We are sending 3 teams to the 2018 World Cup in Terrassa, Spain in July: 2 Women’s teams and, regrettably, only 1 Men’s team. More than 40 Men signed up to play but there were insufficient numbers in either the Over-45 and Over-55 categories to allow for teams in 2 age groups. The ability to enter 2 teams (A and B) in one age group is no longer allowed under IMHA WC rules; and there is at the present time no Tournament Trophy competition for second teams such as a “Maple Leaf” Team, as there is at World Grand Masters in age divisions of Over-60 and above.
However, in addition to the 3 teams in IMHA Tournament, there is also a Canadian Team Over-60 men’s team entering the Grand Masters WC in Barcelona in June.
Canada has few regional Masters events and local organizations. In the last 3 years, Vancouver’s mainland area has experimented with a Masters Event schedule that “fits” into the normal league season play. Events are planned around long-weekend holidays: Family Day (Feb), Victoria (May) and Labour Day (Sept), Thanksgiving (Oct) weekends and Remembrance Day. It is the Masters Steering Committee’s recommendation that other regions (Victoria, Calgary, Toronto, Ottawa) attempt to copy this model and thus encourage participation in Masters hockey and player engagement.
Thanks to these Masters events, we have established greater inclusivity and gender balance within the Masters movement. This has been reinforced by joint planning for Men and Women’s World Cup teams over the last 3 years.

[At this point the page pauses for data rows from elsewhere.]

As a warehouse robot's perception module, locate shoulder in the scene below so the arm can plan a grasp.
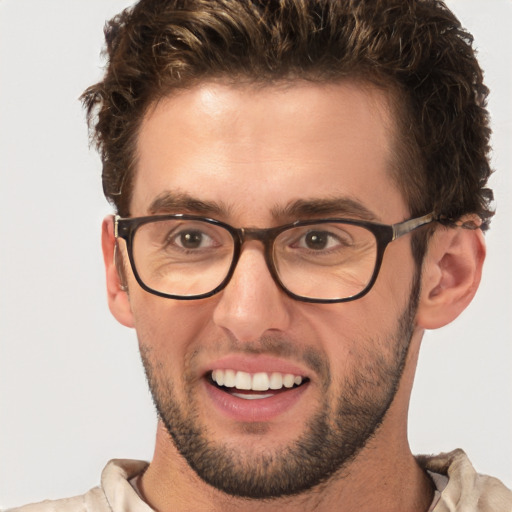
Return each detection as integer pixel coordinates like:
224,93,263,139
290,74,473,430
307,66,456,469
417,449,512,512
5,487,111,512
3,459,150,512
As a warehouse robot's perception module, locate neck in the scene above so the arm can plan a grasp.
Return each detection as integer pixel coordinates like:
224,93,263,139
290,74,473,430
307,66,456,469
140,330,433,512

Hopefully, this may also lead to establishing greater inclusivity and gender balance in other Field Hockey programs across the country.
Internationally, Canada is just now catching up on a world-wide trend in the growth of Masters hockey, but our Canada Masters is very much a fledgling organization compared to most other countries.

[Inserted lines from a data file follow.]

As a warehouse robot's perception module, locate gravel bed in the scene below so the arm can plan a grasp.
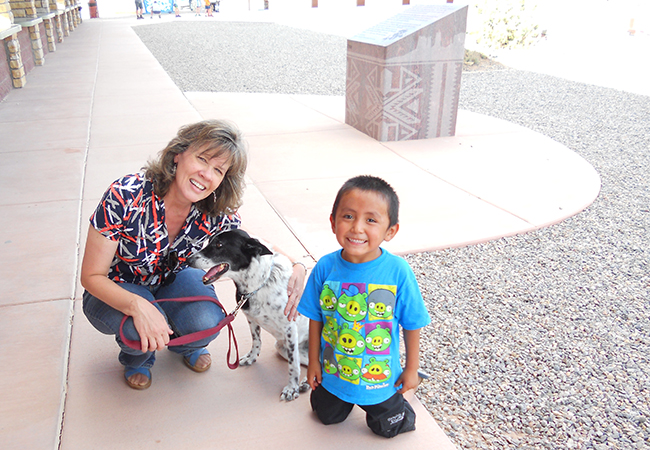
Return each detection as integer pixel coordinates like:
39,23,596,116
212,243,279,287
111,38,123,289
136,22,650,450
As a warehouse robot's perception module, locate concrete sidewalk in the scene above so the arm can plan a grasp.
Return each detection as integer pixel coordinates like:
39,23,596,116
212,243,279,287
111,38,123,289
0,10,600,450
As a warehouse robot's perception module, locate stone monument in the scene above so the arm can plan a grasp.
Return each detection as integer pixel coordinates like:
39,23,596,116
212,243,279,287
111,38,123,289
345,4,468,141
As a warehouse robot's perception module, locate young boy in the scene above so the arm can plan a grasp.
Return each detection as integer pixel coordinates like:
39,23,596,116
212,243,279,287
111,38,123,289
298,176,431,437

One area of prime concern is to ensure a fair system of assessing best athletes for events. The Masters Steering Committee has a draft set of invitational criteria, but the greater difficulty is in assessing players across the country. From a practical perspective, this will involve finding qualified individuals who can assess players whilst they play in regular league matches or events. It is also intended to include umpires and possibly other Tournament officials in team contingents as other countries do.
For the 2016 Canberra World Cup, invitational trials were not required: all Men and Women who wished to sign up were invited. Game results were not good but Canada’s participation was welcomed. For this year’s 2018 World Cup, we had 40+ male players interested at the Over-45 level, hence the need for invitational trials, albeit these were centred in Vancouver. At over-60 level there were initially 21 male players.

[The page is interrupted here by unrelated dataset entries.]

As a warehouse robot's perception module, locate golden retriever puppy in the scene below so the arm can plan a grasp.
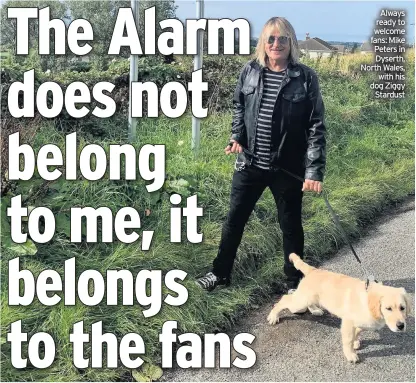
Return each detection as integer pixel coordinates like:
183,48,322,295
267,253,410,363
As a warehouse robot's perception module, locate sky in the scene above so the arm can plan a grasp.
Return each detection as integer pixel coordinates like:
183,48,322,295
175,0,415,43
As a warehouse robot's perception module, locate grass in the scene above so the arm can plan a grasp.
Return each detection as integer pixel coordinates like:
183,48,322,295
1,53,414,381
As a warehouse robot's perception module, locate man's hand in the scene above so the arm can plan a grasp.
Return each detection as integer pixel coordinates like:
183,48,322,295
302,180,322,193
224,140,243,154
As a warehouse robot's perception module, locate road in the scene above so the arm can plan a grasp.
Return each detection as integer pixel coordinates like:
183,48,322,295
162,198,415,382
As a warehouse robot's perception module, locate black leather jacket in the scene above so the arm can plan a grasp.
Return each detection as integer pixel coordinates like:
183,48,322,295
231,60,326,181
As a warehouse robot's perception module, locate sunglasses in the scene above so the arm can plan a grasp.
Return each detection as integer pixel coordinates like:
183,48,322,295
267,36,289,45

We anticipate that team selection for the 2020 World Cup will incorporate field assessments during regular league season play as well as talent invitational trials comprising fitness and skills;
Likewise, it is important that players become involved with such leadership as may be required to encourage others into participation. There appear to be several thriving Women’s Masters chapters across the country and we believe that scheduling Men’s Masters events could produce a number of teams for round-robin events on 1 or 2 occasions each year.